Monday, December 28, 2009

Moments..

So I finally made it through a Christmas without crying because I missed my mom. I had my moments where I had to really try HARD not to think about it when the thoughts would start creeping in... but "take every thought captive"... then wouldn't you know it, today I'm trying to get either Shine on the radio at home, or WBGL, and as I'm looking I hear the start of Allan Jackson's "Where were you when the world stopped turning"... yep, I lost it. It took me back to watching the 2nd plane hit the world trade center with my mom, and watching ALL DAY in shock with her... and I can remember watching the country music awards when Allan Jackson debuted that song.. once again with my momma.

It's just crazy how you hold it together, hold it in, think you're making some serious progress... and then a song comes on.... and in an instant you are taken back to what seems like yesterday, a memory of not even something GREAT, but just a memory of her being with me. I have to say I've gotten better.. but then I still have to say, you NEVER get "better".

Thursday, December 17, 2009

A baby's conversation with God



A baby asked God, 'They tell me you are sending me to earth tomorrow, but how am I going to live there being so small and helpless?' God said, 'Your angel will be waiting for you and will take care of you.'

The child further inquired, 'But tell me, here in heaven I don't have to do anything but sing and smile to be happy.' God said, 'Your angel will sing for you and will also smile for you. And you will feel your angel's love and be very happy.'

Again the child asked, 'And how am I going to be able to understand when people talk to me if I don't know the language?' God said, 'Your angel will tell you the most beautiful and sweet words you will ever hear, and with much patience and care, your angel will teach you how to speak.'

'And what am I going to do when I want to talk to you?' and God replied, 'Your angel will place your hands together and will teach you how to pray.'

'Who will protect me?'
God said, 'Your angel will defend you even if it means risking its life.'

'But I will always be sad because I will not see you anymore.' God said, 'Your angel will always talk to you about Me and will teach you the way to come back to Me, even though I will always be next to you.'


At that moment there was much peace in Heaven, but voices from Earth could be heard and the child hurriedly asked, 'God, if I am to leave now, please tell me my angel's name.'

And God said, 'You will simply call her, 'Mom.'

Wednesday, December 16, 2009

Christmas time...

A friend of mine posted this on facebook... thought it was very touching:

He who has not Christmas in his heart will never find it under a tree.

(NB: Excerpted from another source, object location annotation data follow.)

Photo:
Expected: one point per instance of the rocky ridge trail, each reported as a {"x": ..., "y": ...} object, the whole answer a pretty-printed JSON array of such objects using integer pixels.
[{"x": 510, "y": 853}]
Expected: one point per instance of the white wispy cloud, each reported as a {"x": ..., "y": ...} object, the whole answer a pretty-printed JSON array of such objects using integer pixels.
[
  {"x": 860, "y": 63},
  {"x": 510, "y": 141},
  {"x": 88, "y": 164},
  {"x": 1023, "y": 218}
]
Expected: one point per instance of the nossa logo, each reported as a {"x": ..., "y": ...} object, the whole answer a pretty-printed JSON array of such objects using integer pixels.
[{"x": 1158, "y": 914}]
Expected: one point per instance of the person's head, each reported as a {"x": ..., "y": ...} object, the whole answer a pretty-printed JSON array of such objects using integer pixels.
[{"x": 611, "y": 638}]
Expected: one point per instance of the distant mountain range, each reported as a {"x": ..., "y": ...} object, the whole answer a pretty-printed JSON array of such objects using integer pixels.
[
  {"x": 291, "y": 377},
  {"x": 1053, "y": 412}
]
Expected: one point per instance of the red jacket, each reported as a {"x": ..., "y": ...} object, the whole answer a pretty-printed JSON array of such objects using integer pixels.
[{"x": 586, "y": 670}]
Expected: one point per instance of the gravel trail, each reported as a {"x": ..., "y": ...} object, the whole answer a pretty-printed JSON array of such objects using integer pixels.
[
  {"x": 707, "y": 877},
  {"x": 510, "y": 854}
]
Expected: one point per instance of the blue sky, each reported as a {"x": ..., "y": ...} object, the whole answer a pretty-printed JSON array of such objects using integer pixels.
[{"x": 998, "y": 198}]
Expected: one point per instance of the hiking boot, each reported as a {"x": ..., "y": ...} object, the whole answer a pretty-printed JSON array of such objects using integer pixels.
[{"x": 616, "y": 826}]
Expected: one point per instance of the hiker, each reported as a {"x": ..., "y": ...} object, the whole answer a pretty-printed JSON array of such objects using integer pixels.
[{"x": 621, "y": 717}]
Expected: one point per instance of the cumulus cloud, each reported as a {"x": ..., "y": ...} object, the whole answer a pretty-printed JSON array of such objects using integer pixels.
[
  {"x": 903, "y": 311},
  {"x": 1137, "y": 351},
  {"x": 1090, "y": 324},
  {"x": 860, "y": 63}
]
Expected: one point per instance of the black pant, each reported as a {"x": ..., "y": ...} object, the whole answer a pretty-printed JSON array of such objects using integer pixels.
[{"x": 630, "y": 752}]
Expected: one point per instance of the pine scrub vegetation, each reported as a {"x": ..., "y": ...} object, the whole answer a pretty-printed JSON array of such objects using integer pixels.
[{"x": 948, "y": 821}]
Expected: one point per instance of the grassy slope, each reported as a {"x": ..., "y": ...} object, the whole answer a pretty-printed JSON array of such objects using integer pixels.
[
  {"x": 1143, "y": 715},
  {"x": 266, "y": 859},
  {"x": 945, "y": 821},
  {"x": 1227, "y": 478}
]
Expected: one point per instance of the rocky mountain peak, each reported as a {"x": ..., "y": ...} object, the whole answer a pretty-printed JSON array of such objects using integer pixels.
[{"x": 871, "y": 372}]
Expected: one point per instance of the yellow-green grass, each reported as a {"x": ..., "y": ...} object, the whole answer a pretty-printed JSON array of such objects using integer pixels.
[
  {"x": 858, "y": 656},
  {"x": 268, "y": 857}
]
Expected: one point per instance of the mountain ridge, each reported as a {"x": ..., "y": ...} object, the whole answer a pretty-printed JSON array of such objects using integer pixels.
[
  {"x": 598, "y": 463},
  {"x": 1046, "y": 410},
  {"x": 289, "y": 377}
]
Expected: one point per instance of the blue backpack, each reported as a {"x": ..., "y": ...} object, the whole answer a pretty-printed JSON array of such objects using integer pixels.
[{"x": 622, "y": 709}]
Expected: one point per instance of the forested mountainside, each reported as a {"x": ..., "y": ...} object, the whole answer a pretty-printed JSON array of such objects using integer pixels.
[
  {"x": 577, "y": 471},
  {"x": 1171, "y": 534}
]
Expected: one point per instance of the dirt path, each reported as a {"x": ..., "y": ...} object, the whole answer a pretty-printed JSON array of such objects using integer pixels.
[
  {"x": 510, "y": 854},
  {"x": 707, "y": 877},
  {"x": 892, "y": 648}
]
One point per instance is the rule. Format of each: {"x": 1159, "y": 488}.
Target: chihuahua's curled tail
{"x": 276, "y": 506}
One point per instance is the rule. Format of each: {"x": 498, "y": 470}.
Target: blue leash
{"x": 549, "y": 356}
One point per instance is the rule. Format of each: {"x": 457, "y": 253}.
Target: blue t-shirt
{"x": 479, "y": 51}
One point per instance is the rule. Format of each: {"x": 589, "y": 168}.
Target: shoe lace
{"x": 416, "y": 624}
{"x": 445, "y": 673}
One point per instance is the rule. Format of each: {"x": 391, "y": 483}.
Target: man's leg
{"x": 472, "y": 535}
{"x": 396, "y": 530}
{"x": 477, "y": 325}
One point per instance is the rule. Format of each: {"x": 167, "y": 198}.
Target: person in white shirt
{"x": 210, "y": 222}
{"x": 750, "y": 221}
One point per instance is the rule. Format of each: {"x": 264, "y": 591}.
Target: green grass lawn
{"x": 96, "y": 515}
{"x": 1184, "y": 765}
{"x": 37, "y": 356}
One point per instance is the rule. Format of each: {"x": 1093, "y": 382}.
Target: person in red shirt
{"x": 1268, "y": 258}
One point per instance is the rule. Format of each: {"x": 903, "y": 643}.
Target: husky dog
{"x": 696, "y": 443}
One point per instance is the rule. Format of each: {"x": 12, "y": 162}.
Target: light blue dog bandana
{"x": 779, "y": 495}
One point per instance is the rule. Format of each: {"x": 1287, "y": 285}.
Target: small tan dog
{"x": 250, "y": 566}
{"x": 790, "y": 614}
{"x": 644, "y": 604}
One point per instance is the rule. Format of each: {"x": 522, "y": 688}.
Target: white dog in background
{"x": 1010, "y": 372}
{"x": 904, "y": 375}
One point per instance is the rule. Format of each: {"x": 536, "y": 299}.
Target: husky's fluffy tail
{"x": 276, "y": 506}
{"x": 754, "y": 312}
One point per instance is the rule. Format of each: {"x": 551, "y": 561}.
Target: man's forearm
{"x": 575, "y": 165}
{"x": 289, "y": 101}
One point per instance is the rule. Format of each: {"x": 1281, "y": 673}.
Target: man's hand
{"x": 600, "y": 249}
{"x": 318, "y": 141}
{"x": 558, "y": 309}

As Christmas gets closer, I pray we all remember the TRUE meaning of this celebration, this holiday, this day unlike any other.

Tuesday, December 8, 2009

The BIG DAY

There used to be a time in my life where fear ruled me: any type of fear... fear of something happening to Sheldon; fear of something happening to my kids; fear of someone hurting someone in my family.. JUST PLAIN F-E-A-R. You name it, I at some point had worried about it in some fashion or another.

Thank you Heavenly Father for revealing in my life the TRUTH that .. "There is NO FEAR in love; but perfect love casts out all fear" 1 John 4:18. There is no fear here. You reign in my heart and in my life. As I go through this life, "even though I walk through the valley of the shadow of death I will FEAR NO EVIL.. for you are with me" Psalm 23:4. Every step, every thought, every word, surrendered to your will.

That is how I can watch my little boy walk into surgery

and have no fear in my heart. I trust in you completely. I know what your word says about you watching over us and that you never sleep or slumber... and most of all HOW MUCH YOU LOVE ME... AND BRANDON.

Monday, December 7, 2009

Up and going EARLY..

Tomorrow is a BIG day for our little guy. Brandon gets his tonsils and adenoids out. He's excited about ice cream and popscicles.. and mommy is excited that he will be able to BREATHE.. get TONS OF AIR in his little lungs =0) Daddy can't take tomorrow off, so it's just me and Brandon, and Susie (my adopted mom..lol!) is going to come over and watch Hollynd. Pray all goes well with lil miss, she LOVES her Susie, so I think everything will be just fine.. it's more a mommy thing I guess!!!